Con Accademia di Santa Sofia, ha preso il via anche la rassegna “Jazz Steps – I venerdì del Jazz”, con il primo Venerdì sera all’insegna del Jazz di gran classe, grazie all’eleganza, al gusto e alla misura del Pietro Condorelli Trio, con il suo concerto intitolato Visions, protagonista del terzo appuntamento della ricca e variegata Stagione Concertistica 2022/23, proposta in efficace cooperazione da Accademia di Santa Sofia, Università degli Studi del Sannio e Conservatorio di Benevento, sempre con la consulenza scientifica di Marcello Rotili, Massimo Squillante e Aglaia McClintock e sotto la direzione artistica di Filippo Zigante e Marcella Parziale che, come sempre ha rivolto a tutti i presenti, calorosi saluti iniziali di benvenuto insieme a Maria Buonaguro, Presidente Amici dell’Accademia.
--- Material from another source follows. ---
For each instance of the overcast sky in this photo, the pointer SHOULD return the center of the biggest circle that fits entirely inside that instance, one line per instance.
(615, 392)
Nella serata di ieri, dunque, in un Auditorium San Vittorino gremito di amanti del jazz, Pietro Condorelli, il rinomato Signore della chitarra Jazz, con Emiliano De Luca al contrabbasso e basso elettrico e Claudio Borrelli alla batteria, ha portato sul palco la sua ultima fatica discografica, “Visions”, figlia della pandemia e registrata con tutte le complicazioni, pratiche e psicologiche, del lock down.
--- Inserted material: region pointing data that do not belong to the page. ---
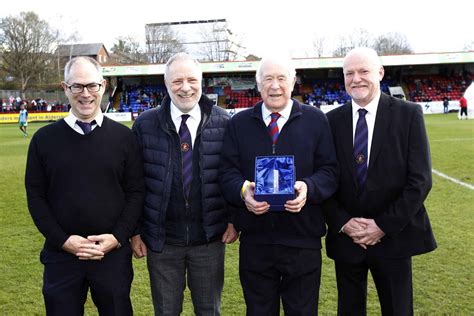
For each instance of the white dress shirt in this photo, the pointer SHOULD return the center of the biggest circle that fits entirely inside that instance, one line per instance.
(370, 119)
(192, 122)
(71, 119)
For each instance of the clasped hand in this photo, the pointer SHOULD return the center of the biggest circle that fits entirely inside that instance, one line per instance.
(94, 247)
(363, 231)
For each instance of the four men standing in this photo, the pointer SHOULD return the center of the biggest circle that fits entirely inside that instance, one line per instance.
(193, 158)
Grazie al Maestro sassofonista Umberto Aucone, che ne cura la direzione artistica, è iniziata, con un primo gustosissimo successo, anche la terza costola del cartellone musicale 22/23 di Accademia Santa Sofia, una rassegna che, come ha spiegato il M° Aucone nella sua introduzione – …nel nome “Jazz Steps – I venerdì del Jazz”, richiama proprio un celebre disco del sassofonista John Coltrane, Jant Steps, album pubblicato nel 1960, che, oltre che il suo primo grande successo, rimane uno dei suoi capolavori nonché uno dei dischi più importanti della storia del jazz. Il brano che dà il nome all’album, Giant Steps ossia “passi da gigante” è costruito su una progressione armonica basata su intervalli di terza maggiore (i passi cui si riferisce il titolo), una progressione molto insolita e di grande difficoltà per i solisti. Questa sua ricerca e innovazione sulle progressioni armoniche, fondamentale nella tecnica dell’improvvisazione e nella storia dell’evoluzione del jazz, è detta ancora oggi “Coltrane Changes” -.
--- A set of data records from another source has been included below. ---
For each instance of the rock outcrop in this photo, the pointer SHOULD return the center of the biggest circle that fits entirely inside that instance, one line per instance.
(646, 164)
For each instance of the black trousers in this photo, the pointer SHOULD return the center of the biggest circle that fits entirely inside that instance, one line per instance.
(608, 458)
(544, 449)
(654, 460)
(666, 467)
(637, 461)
Pietro Condorelli con la sua fidata chitarra affiancato da Emiliano De Luca al contrabbasso e basso elettrico e da Claudio Borrelli alla batteria, fin da subito immerge il pubblico di Benevento in un’accogliente capsula del tempo fatta di swing, ritmo ed emozioni dal sapore vintage, calore umano e precisione tecnica, sapiente interpretazione ed entusiasmante improvvisazione, iniziando dal raffinato “Tenderly”, celebre standard del 1946, portato al successo da Rosemary Clooney (sì proprio la zia di George) e da tantissimi artisti tra cui tre mostri sacri, le indimenticabili Voci di Sarah Vaughan e Nat King Cole, e il pianoforte di Bil Evans.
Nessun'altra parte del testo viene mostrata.